第2回 河崎実監督ロング・インタヴュー(1)
/「ギララの逆襲」顛末記。あるいは怪獣映画への異常な愛情。

斉藤守彦

−河崎さん、「ギララの逆襲」やってる時、「オレは命賭けてるからね」って言ってたじゃないですか。
河崎
賭けてたもの。 

こともなげに言い放つ、この軽さ。筆者と河崎実監督とは、彼の「河崎実大全」でインタヴューをさせてもらった他、メールなどでやりとりをしたり、時に仲間うちの飲酒にお誘いする、そんな関係である。
その河崎監督が、「オレは命賭けてるから、今回」と豪語した「ギララの逆襲」。彼は自身の事務所であるリバートップを通じてこの映画に出資をし、また監督として、プロデューサーとして参加を決めた。「映画とは、他人の金で自己表現が出来ること」などとほざく、どこぞの御仁は嘲笑するだろうか。
しかし、本気で自分が撮りたい作品を実現させるためには、どこかで経済的なリスクを許容しなければならないのだ。オーソン・ウェルズも、スタンリー・キューブリックも、フランシス・フォード・コッポラも、そして黒澤明もそうしてきたのだ。

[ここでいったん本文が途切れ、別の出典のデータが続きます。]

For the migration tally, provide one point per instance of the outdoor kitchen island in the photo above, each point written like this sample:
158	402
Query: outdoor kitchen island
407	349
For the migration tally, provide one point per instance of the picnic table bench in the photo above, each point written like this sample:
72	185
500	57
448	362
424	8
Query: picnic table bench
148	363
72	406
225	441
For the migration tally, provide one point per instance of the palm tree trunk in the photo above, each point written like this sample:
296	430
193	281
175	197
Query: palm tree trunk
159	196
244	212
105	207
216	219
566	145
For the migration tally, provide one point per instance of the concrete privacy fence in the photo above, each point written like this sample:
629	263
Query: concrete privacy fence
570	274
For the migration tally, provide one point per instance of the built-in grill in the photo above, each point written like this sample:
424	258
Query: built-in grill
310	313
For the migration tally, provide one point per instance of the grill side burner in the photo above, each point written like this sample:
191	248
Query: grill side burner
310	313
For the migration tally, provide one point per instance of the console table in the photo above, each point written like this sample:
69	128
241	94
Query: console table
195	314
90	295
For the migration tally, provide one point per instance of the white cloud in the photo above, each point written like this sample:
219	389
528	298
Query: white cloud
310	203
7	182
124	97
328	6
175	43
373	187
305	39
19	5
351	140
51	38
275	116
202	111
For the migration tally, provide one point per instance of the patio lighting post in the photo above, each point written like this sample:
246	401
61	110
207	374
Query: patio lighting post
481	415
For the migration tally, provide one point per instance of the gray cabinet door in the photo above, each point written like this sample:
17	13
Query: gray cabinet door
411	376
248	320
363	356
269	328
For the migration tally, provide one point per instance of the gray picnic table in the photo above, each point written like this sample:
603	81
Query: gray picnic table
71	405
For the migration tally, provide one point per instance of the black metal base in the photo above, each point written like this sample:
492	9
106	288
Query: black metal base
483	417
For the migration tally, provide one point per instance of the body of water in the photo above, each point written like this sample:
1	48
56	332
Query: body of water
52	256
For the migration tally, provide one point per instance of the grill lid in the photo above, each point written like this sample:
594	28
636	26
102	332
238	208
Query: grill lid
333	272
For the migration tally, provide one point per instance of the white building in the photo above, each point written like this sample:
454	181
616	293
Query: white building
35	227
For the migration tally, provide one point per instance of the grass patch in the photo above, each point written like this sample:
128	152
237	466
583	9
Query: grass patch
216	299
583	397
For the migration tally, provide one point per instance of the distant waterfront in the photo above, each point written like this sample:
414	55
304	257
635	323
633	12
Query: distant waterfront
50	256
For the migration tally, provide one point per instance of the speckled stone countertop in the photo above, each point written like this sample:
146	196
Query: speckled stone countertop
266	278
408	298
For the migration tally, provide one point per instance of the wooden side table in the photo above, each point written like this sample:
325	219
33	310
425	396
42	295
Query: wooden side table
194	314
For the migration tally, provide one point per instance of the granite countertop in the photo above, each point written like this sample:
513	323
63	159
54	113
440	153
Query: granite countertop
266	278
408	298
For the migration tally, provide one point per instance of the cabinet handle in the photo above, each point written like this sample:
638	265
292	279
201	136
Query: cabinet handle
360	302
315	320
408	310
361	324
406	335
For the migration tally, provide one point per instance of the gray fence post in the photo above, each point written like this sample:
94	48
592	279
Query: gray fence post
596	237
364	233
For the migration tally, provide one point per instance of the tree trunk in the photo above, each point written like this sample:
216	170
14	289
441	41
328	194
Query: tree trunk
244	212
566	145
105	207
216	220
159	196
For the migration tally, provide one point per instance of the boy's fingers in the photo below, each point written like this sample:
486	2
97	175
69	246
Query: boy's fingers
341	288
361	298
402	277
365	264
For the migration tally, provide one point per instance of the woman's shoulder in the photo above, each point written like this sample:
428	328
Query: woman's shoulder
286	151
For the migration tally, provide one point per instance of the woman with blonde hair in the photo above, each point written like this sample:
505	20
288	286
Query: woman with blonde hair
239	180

■最初は「東京タワー/時々たけしと、しょこたんと、ギララ」を目論んでいた(笑)!

kawasaki2.jpg−どういう経緯で決まったんですか?
河崎
衛星劇場の深田さんという部長が、一昨年の国際映画祭で「電エース」を見て、「ああいうのを、うちでもやって下さい」って。それでギララの右手が残っているっていうんで、これを伏線にして、松竹の不良債権(笑)、いや、デッドコンテンツをなんとかしましょうと。それで鈴木さん(松竹の鈴木忍プロデューサー)が出てきて、タケ魔人というキャラクターを出すことになり、鈴木さんが「洞爺湖サミットがあるんで、それに便乗しましょう」って(笑)。

−あ、シノブのアイデアだったんですか?
河崎
その前に「東京タワー」に便乗しようとしたんですよ。リリー・フランキーの。「東京タワー/時々たけしと、しょこたんと、ギララ」(笑)。東京タワーの下に怪獣がいて、東京タワーは怪獣の角だったという(笑)。東京タワーってのは、我々としては怪獣映画の象徴だから。モスラもガラモンも、キングコングも壊した。

 −で、それはダメが出たんですか?
河崎 
ダメに決まってるじゃないですか(笑)。日本テレビが「東京タワーってタイトルは使うな」って言ってきた。

−ずーっとギララやりたかったんですか?
河崎
言ってみれば、怪獣映画って男の夢じゃないですか。ゴジラを撮りたいに決まってるけど、こんなゲリラ男に撮らせてくれるわけない。プロデュース的なことを判断して、オレにギララが来たのは運命かな、と。

−それが去年の年末の段階ですか?
河崎
年末の段階では、脚本が出来ていた。

−こういう話にしようってのは、最初から固まってたわけですか?
河崎
いや。オレの場合はね、プロットを書くんですよ。あとは右田昌万氏に書きかえてもらって、キャッチボールしながら書いて行く。出来たものは100パーセント、オレのものになってるってこと。いつもそうなんですよ。その時点で映画のルックは決まってるんですよ。だから、どうでもいいヤツらが入ってきて、朝まで徹夜して話すとか、そういうことは一切ないんです(笑)。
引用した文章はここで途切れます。